The Many (and Expanding) Ways of Becoming A Legal Parent: Chapter Two

Caroline Krauss-Browne and Margaret Canby


In Chapter One, we discussed the availability of single parent adoption, adoption by non-married couples, the presumption of legitimacy which is afforded to children conceived by assisted reproductive technology (ART) and borne to married heterosexual couples, and the inconsistent treatment of same-sex couples in similar circumstances.  In this chapter, we address whether a child is entitled to the security of legitimacy if the formalities required by the law conferring legitimacy are not strictly followed, how the law is evolving for same-sex spouses who conceive via ART, and how do the principles of equity impact who can become a legal parent in the context of ART and otherwise.

New York’s Domestic Relations Law (DRL) Section 73 provides that a child borne by means of artificial insemination performed by people authorized to practice medicine and with the formal, written consent of the woman and her husband and their physician “shall be deemed the legitimate, birth child” of the couple for all purposes.  In other words, in order to have both the biological parent and her spouse with no biological connection to the child presumed to be the legal parents of the child, there needs to be a doctor who performs the insemination and a notarized form signed by the doctor and both “parents” affirmatively stating that the non-biological spouse is for all purposes the other parent.

The problem with this well intentioned expansion of the legal ways to become a parent is — what happens if the formalities of clinical (and expensive) artificial insemination are not observed? What happens if the insemination was performed at home without a physician and/or without the formal, written, notarized consent of both spouses and their physician?  Without potential redress based upon more searching inquiry into the facts and circumstances surrounding the conception of a child, a single administrative oversight, nothing more than a paperwork defect, could void in one parent all rights and obligations in one fell swoop, possibly not to be discovered for many years of a functioning parent/child relationship unless and until the parents break up.

The unfairness of such a situation is glaring. Thus, an appellate court covering the greater Albany area ruled that DRL Section 73 is not intended to be the only path to legitimacy and the actions and intentions of the spouses have bearing on the outcome of legal parentage.  Therefore, a father couldn’t get out of support obligations because of a technical failure to perfectly comply with the formalities of the artificial insemination statute regarding the affidavit to be executed by the doctor and parents.

Add to that problem is how that issue is addressed in the same sex context. In 2011, the Marriage Equality Act (MEA) amended all statutes referring to husbands and wives to the extent required to make them gender neutral “spouses”.  As previously discussed, that did not stop one appellate court from discriminating against same-sex couples, rationalizing that, since it is not biologically possible for both parties in those cases to be the “birth” parents, the MEA did not change how we read and interpret DRL Section 73.  Are same-sex couples continually being denied the presumption of legitimacy despite the passage of the MEA?

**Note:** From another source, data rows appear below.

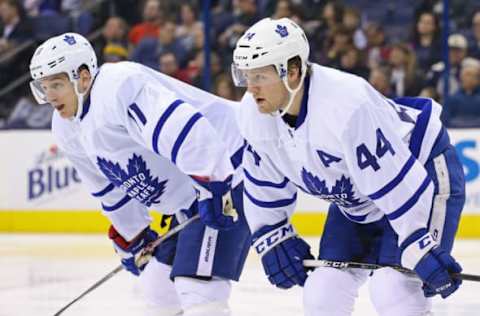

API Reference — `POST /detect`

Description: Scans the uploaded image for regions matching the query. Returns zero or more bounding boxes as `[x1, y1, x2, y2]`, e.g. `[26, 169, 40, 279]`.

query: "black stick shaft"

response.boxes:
[303, 260, 480, 282]
[53, 214, 200, 316]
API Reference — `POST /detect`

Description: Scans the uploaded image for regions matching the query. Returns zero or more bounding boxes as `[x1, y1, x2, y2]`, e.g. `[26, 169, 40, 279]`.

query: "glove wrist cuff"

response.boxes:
[401, 232, 437, 270]
[252, 222, 297, 257]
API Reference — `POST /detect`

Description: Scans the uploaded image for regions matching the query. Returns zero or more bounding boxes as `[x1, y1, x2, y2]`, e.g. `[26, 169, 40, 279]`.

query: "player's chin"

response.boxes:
[58, 110, 73, 119]
[257, 101, 273, 114]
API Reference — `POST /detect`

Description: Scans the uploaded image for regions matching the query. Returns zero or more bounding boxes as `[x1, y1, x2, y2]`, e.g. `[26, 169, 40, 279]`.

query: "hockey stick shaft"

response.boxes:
[303, 260, 480, 282]
[54, 214, 200, 316]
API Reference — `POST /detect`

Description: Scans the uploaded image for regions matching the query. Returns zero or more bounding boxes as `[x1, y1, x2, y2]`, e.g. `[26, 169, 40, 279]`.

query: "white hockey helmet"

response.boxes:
[233, 18, 310, 84]
[232, 18, 310, 115]
[30, 33, 98, 118]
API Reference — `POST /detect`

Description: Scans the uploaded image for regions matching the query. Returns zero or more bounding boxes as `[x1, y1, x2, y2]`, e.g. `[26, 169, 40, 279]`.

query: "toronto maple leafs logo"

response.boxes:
[63, 35, 77, 45]
[245, 32, 255, 40]
[302, 168, 361, 207]
[247, 145, 262, 166]
[275, 24, 288, 37]
[97, 154, 168, 207]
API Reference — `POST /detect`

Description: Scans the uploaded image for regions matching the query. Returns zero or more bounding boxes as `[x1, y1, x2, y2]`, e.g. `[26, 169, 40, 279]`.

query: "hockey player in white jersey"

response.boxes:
[30, 33, 250, 316]
[232, 18, 465, 316]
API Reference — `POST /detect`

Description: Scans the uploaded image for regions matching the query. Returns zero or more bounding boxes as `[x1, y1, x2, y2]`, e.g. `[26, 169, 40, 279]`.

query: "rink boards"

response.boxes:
[0, 129, 480, 238]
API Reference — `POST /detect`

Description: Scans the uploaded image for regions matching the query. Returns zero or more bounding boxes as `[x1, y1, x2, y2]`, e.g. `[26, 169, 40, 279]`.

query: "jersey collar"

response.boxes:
[80, 71, 100, 121]
[295, 74, 310, 129]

As proof of the rapidly changing nature of how the New York courts are resolving these issues, since our last post, a second New York appellate court held that a child borne to a married woman is the legitimate child of both spouses irrespective of the gender of the spouses and the failure to comply with DRL Section 73 stating:  “[t]he record reflects that the parties made an informed, mutual decision to conceive the subject children via artificial insemination and to raise them together, first while in a registered domestic partnership in California and, later, while legally married in the state.”  Seemingly straight forward, this is a radical statement given the state of the law in NY.

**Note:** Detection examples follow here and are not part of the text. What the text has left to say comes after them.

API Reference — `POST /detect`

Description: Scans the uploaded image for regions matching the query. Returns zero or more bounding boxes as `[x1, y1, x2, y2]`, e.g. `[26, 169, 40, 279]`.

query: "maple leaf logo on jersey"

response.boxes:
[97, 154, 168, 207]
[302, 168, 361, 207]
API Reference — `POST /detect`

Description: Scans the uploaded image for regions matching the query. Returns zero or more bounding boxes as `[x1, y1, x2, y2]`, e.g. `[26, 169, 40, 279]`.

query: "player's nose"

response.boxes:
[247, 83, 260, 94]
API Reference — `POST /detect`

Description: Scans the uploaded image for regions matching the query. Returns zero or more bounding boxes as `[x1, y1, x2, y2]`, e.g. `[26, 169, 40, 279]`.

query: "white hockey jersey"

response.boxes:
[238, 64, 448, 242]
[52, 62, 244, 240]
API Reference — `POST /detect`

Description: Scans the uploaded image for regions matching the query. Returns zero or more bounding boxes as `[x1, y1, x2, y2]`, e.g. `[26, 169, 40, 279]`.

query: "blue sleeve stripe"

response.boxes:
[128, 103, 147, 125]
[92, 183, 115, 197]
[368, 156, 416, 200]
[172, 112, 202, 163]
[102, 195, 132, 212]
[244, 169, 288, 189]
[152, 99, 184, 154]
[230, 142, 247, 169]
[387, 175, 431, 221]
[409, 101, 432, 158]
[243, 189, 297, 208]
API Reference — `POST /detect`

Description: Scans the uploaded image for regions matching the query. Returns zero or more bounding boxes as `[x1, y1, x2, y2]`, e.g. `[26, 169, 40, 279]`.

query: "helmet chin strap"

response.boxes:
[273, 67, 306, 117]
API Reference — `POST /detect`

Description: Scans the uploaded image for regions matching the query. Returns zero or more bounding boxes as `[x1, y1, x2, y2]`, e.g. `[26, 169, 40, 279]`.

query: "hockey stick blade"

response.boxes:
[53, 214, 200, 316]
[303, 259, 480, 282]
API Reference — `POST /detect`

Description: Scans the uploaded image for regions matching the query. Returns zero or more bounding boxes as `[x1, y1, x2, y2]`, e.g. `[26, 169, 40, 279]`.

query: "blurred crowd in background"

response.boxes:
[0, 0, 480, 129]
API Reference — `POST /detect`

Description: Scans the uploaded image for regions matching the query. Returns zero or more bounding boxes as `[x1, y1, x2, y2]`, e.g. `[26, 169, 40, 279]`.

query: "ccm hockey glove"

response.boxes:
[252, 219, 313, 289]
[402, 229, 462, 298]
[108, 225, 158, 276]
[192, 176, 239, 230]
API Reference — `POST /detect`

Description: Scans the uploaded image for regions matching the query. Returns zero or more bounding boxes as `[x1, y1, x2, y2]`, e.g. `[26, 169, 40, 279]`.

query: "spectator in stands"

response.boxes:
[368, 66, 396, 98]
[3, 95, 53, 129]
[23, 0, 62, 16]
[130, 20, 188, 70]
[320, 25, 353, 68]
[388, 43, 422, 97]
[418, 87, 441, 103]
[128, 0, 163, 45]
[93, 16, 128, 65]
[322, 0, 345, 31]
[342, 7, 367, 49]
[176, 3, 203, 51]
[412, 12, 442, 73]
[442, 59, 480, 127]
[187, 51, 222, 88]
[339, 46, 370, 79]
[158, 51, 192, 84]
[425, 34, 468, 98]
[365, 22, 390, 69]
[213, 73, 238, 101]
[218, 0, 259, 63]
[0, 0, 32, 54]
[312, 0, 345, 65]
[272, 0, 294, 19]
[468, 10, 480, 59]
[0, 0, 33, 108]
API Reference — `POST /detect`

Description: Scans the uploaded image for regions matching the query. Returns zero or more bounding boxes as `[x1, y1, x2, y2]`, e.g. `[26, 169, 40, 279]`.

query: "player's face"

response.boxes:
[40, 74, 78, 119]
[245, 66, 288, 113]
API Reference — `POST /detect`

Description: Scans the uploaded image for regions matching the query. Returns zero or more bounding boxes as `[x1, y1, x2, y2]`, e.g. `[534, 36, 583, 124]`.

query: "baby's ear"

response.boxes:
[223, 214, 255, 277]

In that particular case, the biological mother commenced a separate legal proceeding seeking a declaration that the couple’s friend and sperm donor is the other parent of the children at issue (and not the other same-sex spouse).  She did this to position the children as already having two parents (a mother and a father) and to edge out her spouse as an unwanted interloper.  In addition to black letter law, common law and principles of equity were applied to fashion a remedy which was consistent with the parties’ intention at the time the children were conceived and born and advanced the best interests of the children; namely that the sperm donor (biological parent) was not the children’s legal parent and the biological mother’s spouse with no biological connection to the children was their legal parent.  In what seems the first such decision of its kind, the benefit to the child of continuing to be parented by its original two female parents won out over the implied policy, paramount for so long, that any chance for a child to gain a new father would prevail against and push out an existing second mother.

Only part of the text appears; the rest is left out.